As the sixth leading cause of death in the United States, it does seem like Alzheimer’s is often overlooked in the press and media.

“It’s a good cause, and I’m glad that I’m a part of it,” Timpson said.

To kick off the first of the Ultra Violet Week events, Rose Berger from the Alzheimer’s Association came to speak at the College, aiming to educate the masses about Alzheimer’s and drive home the importance of donating to the cause. 

A disease that can’t be prevented or cured, Alzheimer’s research has about $1 million in funding for research to find cures and preventative treatments or screenings. That number, while it might seem like quite a bit of money at first glance, is “a drop in the bucket” compared to the billions of dollars other organizations have to research diseases, according to Berger.

“Society’s going to be paying for it,” she said, referencing the number of people aging into the disease. 

After giving a presentation on the signs, symptoms and mechanics of Alzheimer’s, which included many videos of firsthand accounts of those living with the disease – both those afflicted and caregivers – and ways donations can help research by funding things like clinical trials, support groups and 24-hour helplines, Berger was open to speaking to attendees after the event if they had any more questions. 

As a geriatric social worker for 30 years, she’s been around familiar with the cause.

“I appreciate the fact that the sorority and younger people are really supporting our effort and that people are starting young,” she said.

Members of Sigma Kappa all were proud of the efforts the sorority made to ensure this year’s Ultra Violet Week was even better than the last few. 

“I think it’s improved tremendously,” said president of Sigma Kappa and senior early childhood education and STEM double major Courtney McGovern. 

“The facts and figures are more shocking than people would think,” senior chemistry major Amy Solinski said. “I think it’s a really good way to lead to the car show, which is where we get the most funds.”

Two days after the presentation by Rose Berger, the sorority hosted a Memory Game show. Participants put their knowledge of various trivia to the test, along with questions about the basic facts of Alzheimer’s disease. 

Attendees got to learn more about the disease while hopefully realizing exactly how much their memories destabilize with age, how losing simple abilities relating to memories can affect your life and how the severity of suffering brought to those with Alzheimer’s goes unnoticed on the national stage.

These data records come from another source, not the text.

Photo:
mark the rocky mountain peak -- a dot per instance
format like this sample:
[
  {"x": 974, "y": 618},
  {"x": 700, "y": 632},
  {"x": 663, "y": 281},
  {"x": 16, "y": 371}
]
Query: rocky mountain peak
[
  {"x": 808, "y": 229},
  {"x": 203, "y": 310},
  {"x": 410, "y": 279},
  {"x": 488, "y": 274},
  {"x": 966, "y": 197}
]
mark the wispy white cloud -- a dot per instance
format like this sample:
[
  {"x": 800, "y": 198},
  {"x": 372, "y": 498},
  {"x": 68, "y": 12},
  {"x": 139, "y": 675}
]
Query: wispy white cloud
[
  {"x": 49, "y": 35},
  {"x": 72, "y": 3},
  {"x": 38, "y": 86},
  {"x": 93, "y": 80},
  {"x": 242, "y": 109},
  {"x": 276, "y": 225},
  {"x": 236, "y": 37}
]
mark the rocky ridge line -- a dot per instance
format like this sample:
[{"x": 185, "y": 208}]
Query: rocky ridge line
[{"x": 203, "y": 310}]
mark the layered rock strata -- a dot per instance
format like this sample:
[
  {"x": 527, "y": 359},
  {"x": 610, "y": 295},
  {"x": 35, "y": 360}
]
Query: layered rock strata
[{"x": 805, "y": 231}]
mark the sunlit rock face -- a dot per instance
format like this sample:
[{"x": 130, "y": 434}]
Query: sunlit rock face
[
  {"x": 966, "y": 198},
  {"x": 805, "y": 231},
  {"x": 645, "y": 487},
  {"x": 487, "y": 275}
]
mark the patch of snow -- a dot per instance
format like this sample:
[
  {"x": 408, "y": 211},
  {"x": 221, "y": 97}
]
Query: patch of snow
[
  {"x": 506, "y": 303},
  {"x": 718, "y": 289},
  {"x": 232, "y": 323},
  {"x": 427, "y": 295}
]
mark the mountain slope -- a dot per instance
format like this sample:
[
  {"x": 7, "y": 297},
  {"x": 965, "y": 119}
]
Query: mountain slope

The final event of the week, the car show, closed off two parking lots, filling them with vintage cars of all colors, shapes and sizes. Tables from various other fraternities and sororities decorated the perimeter, all selling items that would raise money for the cause. 

Sophomore English and communication studies double major Brooke Schmidt came to the car show because she “love(s) old cars and thought there would be fried Oreos.” Amanda Bowsky, a sophomore math major “wanted to see all the cars and support Sigma Kappa and Alzheimer’s awareness.” 

People of all ages and interest came out to support the charity and enjoy the car show, which was a big event but was pulled together without a hitch. 

“It’s always stressful, especially with an outdoor event, but thankfully everything worked out smoothly,” according to Megan Esposito, a sophomore elementary education and i-STEM double major. 

Proud owners collected their awards for Best of Show, Best Paint, Most Memorable and People’s Choice for cars like a 1957 Chevrolet Bel Air and a 1955 Plymouth Savoy. 

“It was really fun and I can’t wait until next year,” said deaf education and history double major Faith Hardy. 

The car show came to a close as the car owners revved up their engines and sped away, leading the way to an even bigger and better Ultra Violet Week next year.